Miniature Corn and the Problem of All-Knowledge

The Crazy Testament is a loose collection of notes I keep in a loose collection of note-keeping areas. Herein, I expand on those ideas which probably should have been forgotten.

I grew up during a time when you couldn’t google the answer to everything (or most everything) and know it. To many who are slightly younger that might seem an impoverished age. In a way it was. But it provoked a certain type of dialogue that we are missing now and a category of thinking which is less practiced.

Miniature corn is something that I started thinking about around 6 am while trying to fall asleep last week. I imagined a miniature corn farm, with tiny animals laboring, and people husbanding the land and resources to grow the crop. Small droplets of sweat fell from the tiny people’s brows, the light bulb sized sun turned the budding cobs golden at the end of day.

Then I thought, are there really miniature corn plants?

This is the kind of question that before, I would have needed to let trouble me into the early hours of the morning and beyond, or until I could ask a friend who might know. No more.
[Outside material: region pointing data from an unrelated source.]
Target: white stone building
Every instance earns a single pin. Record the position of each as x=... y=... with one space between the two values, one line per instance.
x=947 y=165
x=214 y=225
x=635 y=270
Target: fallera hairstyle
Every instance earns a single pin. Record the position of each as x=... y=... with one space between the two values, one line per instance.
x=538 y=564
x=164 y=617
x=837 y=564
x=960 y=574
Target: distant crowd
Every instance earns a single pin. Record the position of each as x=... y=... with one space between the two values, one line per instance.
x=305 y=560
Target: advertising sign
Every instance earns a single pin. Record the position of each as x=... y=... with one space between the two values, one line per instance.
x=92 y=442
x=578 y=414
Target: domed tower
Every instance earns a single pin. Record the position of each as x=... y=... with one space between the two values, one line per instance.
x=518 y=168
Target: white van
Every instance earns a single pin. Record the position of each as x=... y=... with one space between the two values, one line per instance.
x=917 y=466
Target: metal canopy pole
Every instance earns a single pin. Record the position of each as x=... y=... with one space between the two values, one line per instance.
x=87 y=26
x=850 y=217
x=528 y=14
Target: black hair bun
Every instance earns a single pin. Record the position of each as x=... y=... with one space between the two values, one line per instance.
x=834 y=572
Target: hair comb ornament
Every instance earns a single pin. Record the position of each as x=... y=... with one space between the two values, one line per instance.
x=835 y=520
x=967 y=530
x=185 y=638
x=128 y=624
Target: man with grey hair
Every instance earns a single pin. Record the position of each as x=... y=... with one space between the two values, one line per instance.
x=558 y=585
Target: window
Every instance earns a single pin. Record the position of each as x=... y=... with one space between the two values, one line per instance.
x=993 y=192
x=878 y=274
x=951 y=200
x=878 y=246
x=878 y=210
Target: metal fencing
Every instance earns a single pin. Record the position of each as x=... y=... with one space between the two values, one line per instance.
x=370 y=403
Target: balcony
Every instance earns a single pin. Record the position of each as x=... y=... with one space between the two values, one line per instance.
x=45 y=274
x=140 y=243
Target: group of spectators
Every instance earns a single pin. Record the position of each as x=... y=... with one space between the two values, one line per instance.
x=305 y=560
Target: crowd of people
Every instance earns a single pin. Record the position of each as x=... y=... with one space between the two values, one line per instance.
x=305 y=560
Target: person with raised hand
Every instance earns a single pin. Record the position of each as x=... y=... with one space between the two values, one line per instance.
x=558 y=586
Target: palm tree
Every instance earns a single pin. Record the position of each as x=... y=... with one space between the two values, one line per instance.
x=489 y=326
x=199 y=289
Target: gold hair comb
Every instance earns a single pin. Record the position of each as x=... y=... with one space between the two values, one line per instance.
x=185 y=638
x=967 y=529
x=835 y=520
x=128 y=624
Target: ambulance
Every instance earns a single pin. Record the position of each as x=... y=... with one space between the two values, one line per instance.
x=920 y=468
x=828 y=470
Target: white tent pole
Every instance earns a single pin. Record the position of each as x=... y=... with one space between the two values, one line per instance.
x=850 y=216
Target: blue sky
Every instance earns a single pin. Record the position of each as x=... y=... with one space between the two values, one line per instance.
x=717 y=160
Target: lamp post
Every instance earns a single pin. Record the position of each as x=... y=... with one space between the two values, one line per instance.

I turned over in bed, blinded myself by the blue light of my phone and quickly found out the answer on Wikipedia.

Do I really need to know about miniature corn farming and production? I do not. Here is the issue.

Before the advent of immediate access to information, we talked to each other about what we didn’t know. We tried to figure it out. We might have used reason, our own reason, to come to a conclusion about the likelihood of miniature corn farms.
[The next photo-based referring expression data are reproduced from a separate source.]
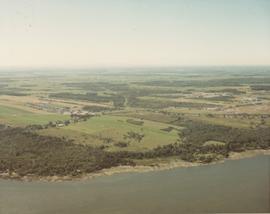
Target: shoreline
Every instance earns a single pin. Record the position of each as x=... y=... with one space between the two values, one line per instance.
x=133 y=169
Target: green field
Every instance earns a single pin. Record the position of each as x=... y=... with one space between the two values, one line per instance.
x=19 y=117
x=131 y=117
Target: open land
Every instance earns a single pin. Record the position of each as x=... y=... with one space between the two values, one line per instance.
x=69 y=124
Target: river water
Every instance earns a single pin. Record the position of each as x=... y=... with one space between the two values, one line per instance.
x=233 y=186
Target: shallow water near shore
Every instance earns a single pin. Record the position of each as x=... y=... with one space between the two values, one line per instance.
x=233 y=186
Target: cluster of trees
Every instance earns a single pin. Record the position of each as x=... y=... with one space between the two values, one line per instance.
x=27 y=153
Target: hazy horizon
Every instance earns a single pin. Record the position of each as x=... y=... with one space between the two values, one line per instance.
x=102 y=34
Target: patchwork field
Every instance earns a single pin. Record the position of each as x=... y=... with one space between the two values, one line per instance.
x=129 y=116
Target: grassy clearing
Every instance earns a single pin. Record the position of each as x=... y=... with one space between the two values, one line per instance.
x=95 y=130
x=16 y=116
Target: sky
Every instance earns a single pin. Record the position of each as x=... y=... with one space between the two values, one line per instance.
x=103 y=33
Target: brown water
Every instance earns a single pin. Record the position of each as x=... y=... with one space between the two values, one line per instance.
x=234 y=186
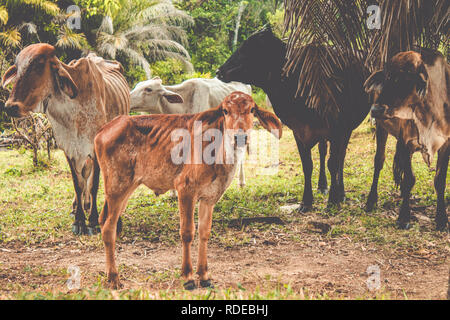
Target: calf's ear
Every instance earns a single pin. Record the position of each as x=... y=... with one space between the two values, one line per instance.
x=269 y=121
x=9 y=76
x=65 y=80
x=422 y=81
x=374 y=82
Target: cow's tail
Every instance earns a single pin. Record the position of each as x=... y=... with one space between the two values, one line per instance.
x=400 y=160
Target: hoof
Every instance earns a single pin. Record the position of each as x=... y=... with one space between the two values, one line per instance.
x=304 y=208
x=206 y=284
x=442 y=225
x=79 y=230
x=333 y=206
x=370 y=206
x=190 y=285
x=113 y=282
x=93 y=230
x=403 y=225
x=119 y=226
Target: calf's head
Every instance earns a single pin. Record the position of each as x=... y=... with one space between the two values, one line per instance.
x=256 y=61
x=36 y=74
x=237 y=111
x=400 y=87
x=148 y=96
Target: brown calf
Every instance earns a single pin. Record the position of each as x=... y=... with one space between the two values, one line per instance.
x=135 y=150
x=415 y=87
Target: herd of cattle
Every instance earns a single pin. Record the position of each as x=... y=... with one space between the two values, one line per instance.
x=88 y=101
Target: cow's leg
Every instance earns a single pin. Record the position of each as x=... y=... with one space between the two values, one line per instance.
x=93 y=213
x=338 y=148
x=323 y=185
x=186 y=204
x=381 y=136
x=307 y=164
x=116 y=198
x=79 y=225
x=204 y=229
x=439 y=185
x=406 y=185
x=108 y=221
x=342 y=154
x=241 y=174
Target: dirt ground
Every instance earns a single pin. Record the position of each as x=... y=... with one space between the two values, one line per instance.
x=335 y=268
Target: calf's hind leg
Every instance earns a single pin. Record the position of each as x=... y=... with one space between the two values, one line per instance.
x=439 y=185
x=204 y=229
x=323 y=186
x=307 y=165
x=382 y=136
x=407 y=183
x=79 y=225
x=186 y=204
x=112 y=209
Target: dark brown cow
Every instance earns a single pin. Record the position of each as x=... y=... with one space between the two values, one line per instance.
x=406 y=134
x=135 y=150
x=260 y=61
x=78 y=99
x=416 y=87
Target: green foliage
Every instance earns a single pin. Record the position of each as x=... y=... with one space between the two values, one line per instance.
x=212 y=35
x=210 y=55
x=172 y=71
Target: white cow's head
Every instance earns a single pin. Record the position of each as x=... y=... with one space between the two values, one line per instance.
x=151 y=95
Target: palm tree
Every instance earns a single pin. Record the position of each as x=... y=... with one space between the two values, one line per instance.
x=145 y=31
x=11 y=34
x=327 y=34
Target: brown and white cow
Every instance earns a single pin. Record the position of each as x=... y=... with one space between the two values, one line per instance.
x=78 y=99
x=416 y=87
x=135 y=150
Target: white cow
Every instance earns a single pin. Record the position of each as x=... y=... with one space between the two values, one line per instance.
x=191 y=96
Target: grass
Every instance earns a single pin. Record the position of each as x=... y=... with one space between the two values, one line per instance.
x=35 y=203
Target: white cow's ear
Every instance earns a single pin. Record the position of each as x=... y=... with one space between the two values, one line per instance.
x=9 y=76
x=173 y=97
x=65 y=80
x=269 y=121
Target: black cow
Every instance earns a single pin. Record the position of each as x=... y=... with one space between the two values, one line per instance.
x=259 y=61
x=416 y=87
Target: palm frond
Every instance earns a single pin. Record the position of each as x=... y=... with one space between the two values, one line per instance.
x=324 y=36
x=165 y=13
x=49 y=7
x=409 y=23
x=67 y=38
x=327 y=35
x=3 y=15
x=11 y=37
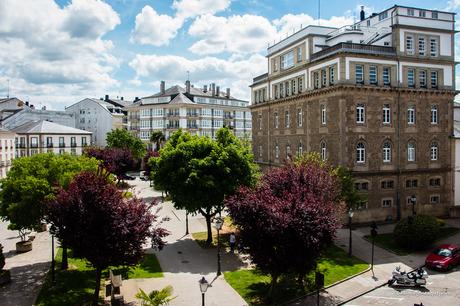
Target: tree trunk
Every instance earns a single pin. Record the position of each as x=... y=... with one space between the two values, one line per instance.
x=65 y=262
x=98 y=286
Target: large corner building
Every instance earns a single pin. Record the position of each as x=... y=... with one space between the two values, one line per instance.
x=377 y=97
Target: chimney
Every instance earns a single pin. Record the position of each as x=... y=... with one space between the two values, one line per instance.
x=362 y=14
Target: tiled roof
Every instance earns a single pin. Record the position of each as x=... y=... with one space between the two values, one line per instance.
x=46 y=127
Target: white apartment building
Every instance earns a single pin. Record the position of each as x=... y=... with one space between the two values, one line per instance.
x=200 y=111
x=99 y=117
x=43 y=136
x=7 y=151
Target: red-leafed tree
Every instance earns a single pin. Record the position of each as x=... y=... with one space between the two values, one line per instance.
x=101 y=225
x=288 y=219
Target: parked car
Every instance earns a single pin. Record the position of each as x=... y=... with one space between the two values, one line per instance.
x=445 y=257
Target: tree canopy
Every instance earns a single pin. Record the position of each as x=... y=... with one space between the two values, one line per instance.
x=31 y=181
x=199 y=172
x=288 y=219
x=101 y=225
x=121 y=138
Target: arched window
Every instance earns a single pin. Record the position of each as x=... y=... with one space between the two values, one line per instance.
x=386 y=152
x=360 y=153
x=434 y=151
x=323 y=151
x=411 y=151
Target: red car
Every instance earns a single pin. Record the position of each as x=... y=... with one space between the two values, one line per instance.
x=445 y=257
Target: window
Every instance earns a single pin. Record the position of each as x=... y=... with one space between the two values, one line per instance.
x=386 y=152
x=386 y=114
x=434 y=114
x=434 y=151
x=360 y=153
x=323 y=150
x=410 y=77
x=331 y=75
x=421 y=46
x=411 y=151
x=287 y=60
x=373 y=75
x=410 y=45
x=422 y=78
x=411 y=183
x=411 y=115
x=433 y=47
x=359 y=74
x=387 y=184
x=435 y=182
x=300 y=150
x=299 y=117
x=387 y=202
x=360 y=115
x=386 y=76
x=323 y=114
x=434 y=79
x=435 y=199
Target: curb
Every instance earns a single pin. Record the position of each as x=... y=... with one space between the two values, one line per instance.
x=327 y=287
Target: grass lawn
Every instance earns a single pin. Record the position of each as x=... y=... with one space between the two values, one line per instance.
x=75 y=286
x=387 y=242
x=253 y=285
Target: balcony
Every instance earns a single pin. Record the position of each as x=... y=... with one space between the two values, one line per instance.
x=353 y=48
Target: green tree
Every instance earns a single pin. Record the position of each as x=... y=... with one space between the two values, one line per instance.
x=33 y=180
x=121 y=138
x=199 y=172
x=157 y=137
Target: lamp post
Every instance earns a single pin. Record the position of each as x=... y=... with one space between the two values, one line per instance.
x=203 y=287
x=350 y=216
x=413 y=200
x=218 y=222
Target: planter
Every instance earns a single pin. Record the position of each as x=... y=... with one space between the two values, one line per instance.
x=23 y=246
x=5 y=277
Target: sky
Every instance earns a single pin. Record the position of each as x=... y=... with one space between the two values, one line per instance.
x=54 y=53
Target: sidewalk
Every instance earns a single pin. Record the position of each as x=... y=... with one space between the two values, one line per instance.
x=184 y=263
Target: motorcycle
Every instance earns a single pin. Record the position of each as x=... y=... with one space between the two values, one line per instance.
x=415 y=278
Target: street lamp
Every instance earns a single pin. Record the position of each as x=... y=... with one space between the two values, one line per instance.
x=218 y=222
x=350 y=216
x=413 y=200
x=203 y=287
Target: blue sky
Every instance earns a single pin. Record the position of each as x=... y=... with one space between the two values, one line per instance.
x=56 y=52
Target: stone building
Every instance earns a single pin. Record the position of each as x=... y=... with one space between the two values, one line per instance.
x=376 y=97
x=200 y=111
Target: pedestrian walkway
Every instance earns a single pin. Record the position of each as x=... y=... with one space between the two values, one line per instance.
x=184 y=262
x=28 y=270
And we don’t have to anymore.

I think there might be something lacking, a space in conversations that is now void, and possibly a cleft in our minds now that we can “know” all things so quickly. I think there might be a vector for the paucity of imagination in it.

So I have decided to be willfully ignorant of some things; the factoids that make less difference when the answer is found than during the time we ponder them.